Stephen Pair stephen at pairhome.net
Tue Sep 9 00:31:48 CEST 2003


Avi Bryant wrote:

>On Mon, 8 Sep 2003, Stephen Pair wrote:
>
>  
>
>>Sigh...it is a quagmire.  The best hope for really solving this problem
>>might be TeaTime.  The best continuation in Squeak is a snapshotted
>>image on disk.  All state in the image is captured, and you can restart
>>from that snapshot many times without worrying that the state one
>>another activation will corrupt other activations.  What's needed is a
>>transactional Squeak that would allow a very fast, efficient and
>>fundamental snapshot of the current state of the system.
>>    
>>
>
>No, the whole point of a system like Seaside is to
>separate out backtrackable state from non-backtrackable state.
>Snapshotting the entire system is useless, unless you are proposing that
>all non-backtrackable state be kept in an external DB.
>

Yes, that would work for non-backtrackable state, but that example was 
meant only for illustration and I think you might be missing my point.  
The example was meant to illustrate how you can easily make all state in 
the system be backtrackable without having to code anything special to 
get that capability.  An image snapshot is the perfect continuation 
(almost).  If I have two snapshots A and B, where B is a successor of A, 
then to jump from point B to A, I need only to dump B from memory, load 
A and continue.  In that scenario, I don't need to worry about 
declarative coding that identifies the state that is to be 
backtrackable...all state is backtrackable.  This of course doesn't 
account for state that shouldn't be backtrackable...you could use an 
external store for non-backtrackable state, but this example was only 
meant for illustration, not as a viable solution.

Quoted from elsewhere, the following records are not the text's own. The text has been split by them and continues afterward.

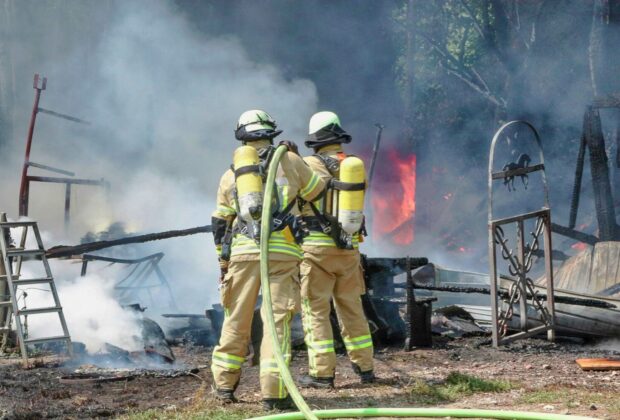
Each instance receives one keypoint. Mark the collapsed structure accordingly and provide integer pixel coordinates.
(399, 299)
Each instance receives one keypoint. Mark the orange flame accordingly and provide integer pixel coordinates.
(394, 203)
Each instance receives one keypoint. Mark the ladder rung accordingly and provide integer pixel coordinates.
(22, 282)
(30, 253)
(45, 339)
(39, 310)
(16, 224)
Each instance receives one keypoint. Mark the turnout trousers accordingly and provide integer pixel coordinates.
(239, 293)
(334, 274)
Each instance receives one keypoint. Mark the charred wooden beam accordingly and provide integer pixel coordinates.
(67, 251)
(504, 295)
(574, 234)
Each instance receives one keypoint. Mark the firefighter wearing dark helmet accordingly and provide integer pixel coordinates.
(236, 231)
(331, 268)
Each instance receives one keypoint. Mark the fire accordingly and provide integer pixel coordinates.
(394, 202)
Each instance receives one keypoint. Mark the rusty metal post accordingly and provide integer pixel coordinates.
(550, 303)
(410, 305)
(493, 283)
(4, 289)
(39, 86)
(67, 206)
(521, 278)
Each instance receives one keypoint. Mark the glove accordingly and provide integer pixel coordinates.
(292, 147)
(223, 270)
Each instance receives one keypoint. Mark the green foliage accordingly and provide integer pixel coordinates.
(455, 386)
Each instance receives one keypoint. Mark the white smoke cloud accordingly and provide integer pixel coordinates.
(163, 100)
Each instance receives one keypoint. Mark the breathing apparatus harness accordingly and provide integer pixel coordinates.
(327, 223)
(282, 220)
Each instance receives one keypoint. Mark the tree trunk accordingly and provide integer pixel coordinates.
(409, 94)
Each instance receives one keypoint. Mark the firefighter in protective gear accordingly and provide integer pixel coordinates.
(331, 269)
(238, 252)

As you've already discovered, you really can't make any upfront guesses 
about what should or shouldn't be backtrackable...whatever guess you 
make will always be wrong for some scenarios.  This is probably what led 
you to the current implementation (of Continuation) that assumes only 
the slots in the context objects are backtrackable (the minimal 
backtrackable state needed to do a continuation). 

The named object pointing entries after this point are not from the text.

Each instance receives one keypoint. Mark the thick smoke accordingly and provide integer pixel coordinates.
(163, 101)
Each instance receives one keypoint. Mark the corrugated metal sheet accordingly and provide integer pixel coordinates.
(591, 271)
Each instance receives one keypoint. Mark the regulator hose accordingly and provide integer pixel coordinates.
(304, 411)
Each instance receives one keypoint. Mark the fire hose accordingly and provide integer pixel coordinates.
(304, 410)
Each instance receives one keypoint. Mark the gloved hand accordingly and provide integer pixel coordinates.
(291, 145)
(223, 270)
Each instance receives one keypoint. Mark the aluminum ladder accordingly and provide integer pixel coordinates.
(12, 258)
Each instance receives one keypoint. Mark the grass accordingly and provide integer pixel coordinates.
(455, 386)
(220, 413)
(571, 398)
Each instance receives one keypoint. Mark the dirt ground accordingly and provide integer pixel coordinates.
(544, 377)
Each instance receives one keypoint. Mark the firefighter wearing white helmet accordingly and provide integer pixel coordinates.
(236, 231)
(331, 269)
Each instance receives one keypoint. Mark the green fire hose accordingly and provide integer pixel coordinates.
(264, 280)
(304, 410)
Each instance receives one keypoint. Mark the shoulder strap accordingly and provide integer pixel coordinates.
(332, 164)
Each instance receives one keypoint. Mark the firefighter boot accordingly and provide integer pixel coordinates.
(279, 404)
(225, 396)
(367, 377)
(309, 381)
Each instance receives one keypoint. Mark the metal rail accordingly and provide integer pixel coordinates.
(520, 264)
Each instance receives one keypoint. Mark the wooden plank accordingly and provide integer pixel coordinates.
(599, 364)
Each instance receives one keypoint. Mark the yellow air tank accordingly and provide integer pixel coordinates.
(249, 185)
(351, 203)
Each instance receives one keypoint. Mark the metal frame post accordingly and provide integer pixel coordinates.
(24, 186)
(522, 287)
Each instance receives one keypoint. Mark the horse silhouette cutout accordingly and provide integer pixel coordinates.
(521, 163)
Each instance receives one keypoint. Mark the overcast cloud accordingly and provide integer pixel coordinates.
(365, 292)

So, in the absence of something like TeaTime, we are left with having to 
make up front declarative decisions about what state should be 
backtrackable (i.e. we have to change our code that accesses state to 
accommodate backtracking).  With TeaTime (and I'm speaking more about 
David Reed's thesis on the subject and less about the current 
implementation of TeaTime), you might have the luxury having a 
continuation be able capture and recreate the entire state of the system 
at the point where the continuation is created (and do that pretty much 
instantaneously).  For non-backtrackable state, you would simply access 
that from a different transactional context.  The benefit here is that 
you don't need to code anything to be backtrackable...everything is 
backtrackable.  Whether or not state is backtrackable for a given 
continuation depends on how it was accessed, not how access to it was coded.